EUR/USD speculative positions depend on Jerome Powell’s speech
The U.S. dollar couldn’t use the former drivers once again. The U.S. - China negotiations haven’t been that successful; the opponents boosted the amount of mutual tariffs up to $50 billion, from $34 billion and are willing to implement the threats. The probability of four hikes of the federal funds rate are up at 68%, from 63, after the Fed’s representatives claimed the central bank to be independent from politics.
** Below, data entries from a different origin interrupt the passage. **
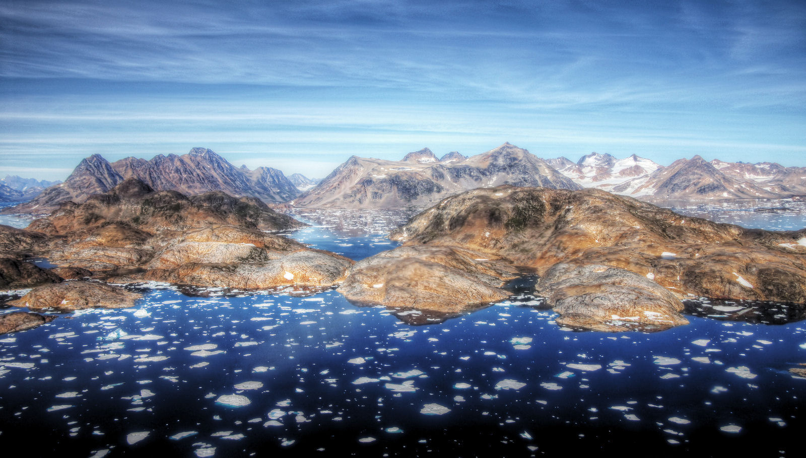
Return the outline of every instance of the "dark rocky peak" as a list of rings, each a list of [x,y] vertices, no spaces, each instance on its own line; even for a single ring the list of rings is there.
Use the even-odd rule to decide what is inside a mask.
[[[128,178],[110,191],[111,194],[126,198],[139,198],[153,192],[151,186],[137,178]]]
[[[616,163],[616,158],[613,156],[604,153],[592,152],[580,158],[576,163],[580,167],[612,167]]]
[[[439,162],[446,162],[448,160],[464,160],[465,159],[467,159],[467,156],[464,156],[463,154],[459,154],[458,151],[451,151],[451,152],[440,157]]]
[[[403,157],[403,162],[438,162],[439,160],[437,156],[434,155],[434,152],[427,148],[424,148],[419,151],[415,151],[413,152],[409,152]]]

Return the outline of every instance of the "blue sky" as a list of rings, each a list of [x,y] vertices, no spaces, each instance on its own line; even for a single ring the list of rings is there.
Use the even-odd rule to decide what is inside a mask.
[[[806,166],[802,0],[233,3],[0,3],[0,175],[206,147],[322,177],[505,141]]]

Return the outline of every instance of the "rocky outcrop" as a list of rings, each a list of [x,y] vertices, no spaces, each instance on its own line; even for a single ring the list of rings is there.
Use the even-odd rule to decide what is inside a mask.
[[[14,312],[0,314],[0,335],[27,331],[56,319],[55,316]]]
[[[669,289],[622,269],[558,264],[540,278],[537,294],[560,314],[557,323],[569,327],[646,331],[688,323]]]
[[[95,281],[65,281],[57,285],[37,286],[19,299],[9,304],[30,310],[55,309],[73,311],[102,307],[122,309],[132,307],[141,294]]]
[[[44,283],[58,283],[61,277],[32,263],[0,258],[0,289],[30,288]]]
[[[51,186],[32,201],[4,212],[48,214],[64,202],[84,202],[89,196],[106,193],[130,178],[154,189],[187,195],[220,191],[279,202],[299,194],[279,170],[235,168],[211,150],[194,148],[183,156],[158,155],[150,160],[127,157],[110,163],[100,155],[93,155],[81,160],[64,183]]]
[[[415,216],[391,238],[404,241],[405,248],[460,248],[480,253],[476,259],[503,259],[532,269],[545,277],[539,288],[547,302],[558,312],[571,314],[572,319],[562,319],[574,326],[604,329],[612,324],[605,322],[613,314],[639,316],[634,321],[647,325],[655,322],[650,319],[679,324],[683,321],[675,314],[682,310],[679,299],[692,297],[806,302],[806,230],[771,232],[717,224],[598,189],[474,189]],[[422,256],[395,256],[384,269],[393,273]],[[555,267],[559,264],[571,266]],[[606,269],[584,270],[591,264]],[[434,278],[444,275],[442,267],[419,265],[428,265]],[[417,275],[427,277],[423,269]],[[346,292],[346,285],[359,289],[350,290],[351,297],[392,303],[371,290],[371,281],[381,281],[364,280],[361,263],[353,272],[356,277],[343,285]],[[596,286],[575,285],[571,280],[577,275]],[[401,277],[383,283],[393,289],[404,288],[405,281]],[[457,300],[462,302],[455,291],[421,298],[418,308],[427,310],[439,310],[441,302],[455,310]],[[645,308],[611,308],[619,302],[642,303]]]
[[[459,160],[461,157],[461,160]],[[465,158],[440,160],[428,148],[403,160],[352,156],[294,199],[305,207],[424,208],[447,196],[502,184],[576,189],[580,186],[542,160],[509,143]]]
[[[455,247],[411,246],[359,261],[338,290],[348,300],[456,314],[504,299],[517,277],[509,263]]]
[[[267,232],[301,226],[251,198],[188,197],[127,180],[30,227],[69,278],[259,289],[342,281],[351,260]],[[28,233],[19,232],[8,231],[9,239]]]

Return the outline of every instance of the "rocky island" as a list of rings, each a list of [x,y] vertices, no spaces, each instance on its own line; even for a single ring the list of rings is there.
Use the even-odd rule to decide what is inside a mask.
[[[254,198],[185,196],[130,178],[83,203],[63,203],[26,230],[0,227],[0,286],[41,285],[12,305],[69,310],[136,299],[101,281],[256,289],[340,282],[351,260],[270,233],[303,226]],[[24,260],[35,256],[58,268]],[[62,283],[81,277],[93,281]]]
[[[748,230],[593,189],[477,189],[391,238],[404,246],[357,263],[339,288],[347,298],[455,313],[506,297],[501,287],[528,269],[573,327],[683,324],[684,298],[806,303],[806,230]]]

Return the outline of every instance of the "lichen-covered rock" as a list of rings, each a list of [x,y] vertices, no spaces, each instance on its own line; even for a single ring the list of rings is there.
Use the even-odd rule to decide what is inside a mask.
[[[152,269],[139,277],[194,286],[265,289],[278,286],[332,286],[344,280],[353,261],[334,253],[305,249],[276,255],[256,264],[187,263]]]
[[[359,261],[338,290],[350,301],[399,309],[459,313],[504,299],[514,269],[449,247],[401,247]]]
[[[102,307],[120,309],[134,306],[141,294],[120,286],[95,281],[65,281],[37,286],[19,299],[9,303],[31,310],[57,309],[72,311]]]
[[[537,294],[560,314],[557,323],[569,327],[647,331],[688,323],[675,294],[621,269],[559,264],[539,280]]]
[[[0,289],[30,288],[44,283],[58,283],[62,278],[33,263],[0,258]]]
[[[55,316],[35,313],[14,312],[0,314],[0,334],[33,329],[56,319]]]

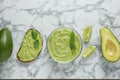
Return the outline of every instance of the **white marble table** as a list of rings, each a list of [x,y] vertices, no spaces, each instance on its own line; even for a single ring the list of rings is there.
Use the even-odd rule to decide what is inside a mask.
[[[43,36],[43,49],[39,57],[31,63],[21,63],[16,54],[25,32],[31,25]],[[86,26],[93,26],[93,34],[88,44],[97,50],[88,59],[81,55],[67,64],[60,64],[50,57],[46,40],[56,28],[75,29],[81,37]],[[101,54],[99,29],[109,26],[120,40],[120,0],[0,0],[0,29],[8,27],[13,36],[12,56],[0,63],[0,78],[120,78],[120,60],[107,62]],[[82,53],[81,53],[82,54]]]

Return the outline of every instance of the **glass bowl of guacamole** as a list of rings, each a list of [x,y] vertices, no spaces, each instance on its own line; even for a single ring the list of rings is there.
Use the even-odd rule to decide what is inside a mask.
[[[82,50],[80,35],[70,28],[58,28],[48,38],[47,49],[53,60],[68,63],[79,56]]]

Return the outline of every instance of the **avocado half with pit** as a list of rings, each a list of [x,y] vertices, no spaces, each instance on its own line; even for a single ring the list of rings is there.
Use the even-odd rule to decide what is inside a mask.
[[[100,29],[102,54],[107,61],[116,62],[120,58],[120,43],[108,27]]]
[[[17,53],[17,58],[21,62],[31,62],[36,59],[43,46],[42,35],[36,29],[29,29],[23,39],[21,47]]]

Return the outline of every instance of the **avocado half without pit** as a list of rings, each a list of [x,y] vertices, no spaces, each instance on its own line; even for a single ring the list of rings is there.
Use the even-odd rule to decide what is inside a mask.
[[[102,54],[107,61],[116,62],[120,58],[120,43],[108,27],[100,29]]]
[[[31,62],[36,59],[43,46],[42,35],[36,29],[29,29],[23,39],[21,47],[17,53],[17,58],[21,62]]]
[[[0,62],[9,59],[13,50],[13,40],[11,32],[8,28],[0,30]]]

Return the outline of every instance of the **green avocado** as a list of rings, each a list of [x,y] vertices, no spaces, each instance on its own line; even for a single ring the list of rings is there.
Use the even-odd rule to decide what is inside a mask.
[[[23,39],[21,47],[17,53],[17,58],[21,62],[31,62],[36,59],[43,46],[42,35],[35,29],[29,29]]]
[[[102,54],[109,62],[116,62],[120,58],[120,43],[108,27],[100,29]]]
[[[0,30],[0,62],[7,61],[12,54],[13,40],[8,28]]]

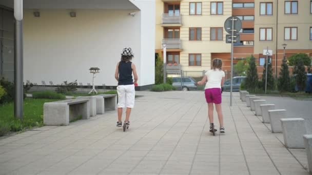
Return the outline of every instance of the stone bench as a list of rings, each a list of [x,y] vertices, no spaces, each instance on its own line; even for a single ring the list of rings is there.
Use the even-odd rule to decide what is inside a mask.
[[[100,94],[96,98],[96,113],[104,114],[106,111],[114,111],[117,107],[117,95],[115,94]]]
[[[300,118],[281,119],[285,146],[288,148],[304,148],[302,136],[307,134],[304,119]]]
[[[89,99],[69,99],[44,104],[43,121],[46,125],[68,125],[70,121],[79,116],[83,119],[90,118]]]
[[[240,93],[241,94],[241,99],[242,100],[242,101],[243,102],[245,102],[246,101],[246,96],[247,95],[249,94],[249,93],[247,92],[247,91],[245,91],[245,92],[242,92],[241,93]]]
[[[281,119],[286,118],[285,110],[273,110],[268,111],[270,117],[271,132],[272,133],[281,133],[282,124]]]
[[[256,97],[255,95],[246,95],[246,105],[247,107],[250,107],[250,100],[249,100],[249,98]]]
[[[90,102],[90,116],[95,117],[96,116],[96,98],[95,96],[82,96],[77,98],[85,98],[89,99]]]
[[[303,136],[303,143],[308,158],[309,171],[312,173],[312,134]]]
[[[260,100],[260,97],[249,97],[249,103],[250,104],[250,111],[255,111],[255,103],[254,103],[254,100]]]
[[[266,100],[254,100],[254,105],[255,106],[255,115],[257,116],[260,116],[262,115],[261,113],[261,108],[260,108],[260,105],[264,104],[266,103]]]
[[[262,115],[262,123],[270,123],[270,116],[268,111],[275,109],[275,104],[261,104],[261,115]]]

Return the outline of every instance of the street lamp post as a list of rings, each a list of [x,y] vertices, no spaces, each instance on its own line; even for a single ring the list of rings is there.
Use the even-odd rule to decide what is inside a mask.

According to the president of Kansas City Fed, Esther George, politics doesn’t affect the Fed monetary policy in any way. The FOMC must be focused on carrying out the mandate, entrusted to it by the Congress, to make decisions for supporting the U.S. further economic expansion in the long term. Dallas Fed’s CEO, Robert Kaplan is sure that political tensions won’t influence the central bank’s activities. It will continue its monetary policy.
The Federal Reserve is not governed by a single person, and, even if Jerome Powell wanted to act, according to Donald Trump, He would hardly be supported by the FOMC. The U.S. strong economy allows the central bank to normalize its monetary policy, especially since other regulators are doing the same. According to the minutes of the ECB meeting in June, the Governing Council is growing more confident in giving up on the monetary stimulus soon. The Bank of Japan is also reducing the assets buyouts volume within QE. AS a result, the markets are supplied with a less amount of liquidity, creating serious troubles for emerging markets.
Dynamics of the asset buyout to the GDP
Source: Wall Street Journal
In theory, it may be one of the reasons for Jerome Powell’s dovish rhetoric in Jackson Hole. The Fed had already abandoned its plans federal funds rate hikes due to the turmoil in the Chinese markets in 2015 and 2016; however, at present, the drop of Shanghai Composite and the yuan is interpreted as China’s defeat in the trade war. Other reasons for a pause in the monetary normalization are the U.S. protectionism, the flattening yield curve and the last Fed’s research, suggesting that its shouldn’t be too positive about the U.S. unemployment rate drop below 4% and hike the rate immediately. The monetary policy is being corrected with a time lag.
It should be understood that a try to suspend the monetary normalization will be interpreted by the financial markets as the Fed’s undermined credibility. Especially since not only the U.S. economic expansion, but the global GDP as well, allow the central banks to increase the interest rates gradually. According to the IMF, global GDP will be 3.9% up in 2018, which is the best result since 2010-2011. The OECD expects a higher growth rate in the in 20 advanced economies out of 45.
I, personally, believe that EURUSD bears are unwilling to get use of the former benefits because they expect Jerome Powell’s speech and are discouraged by the euro going up above 1.15. In addition to that nobody wants to put the cart before the horse, the people have also lost their money. Now, they won’t be that willing to open euro shorts again.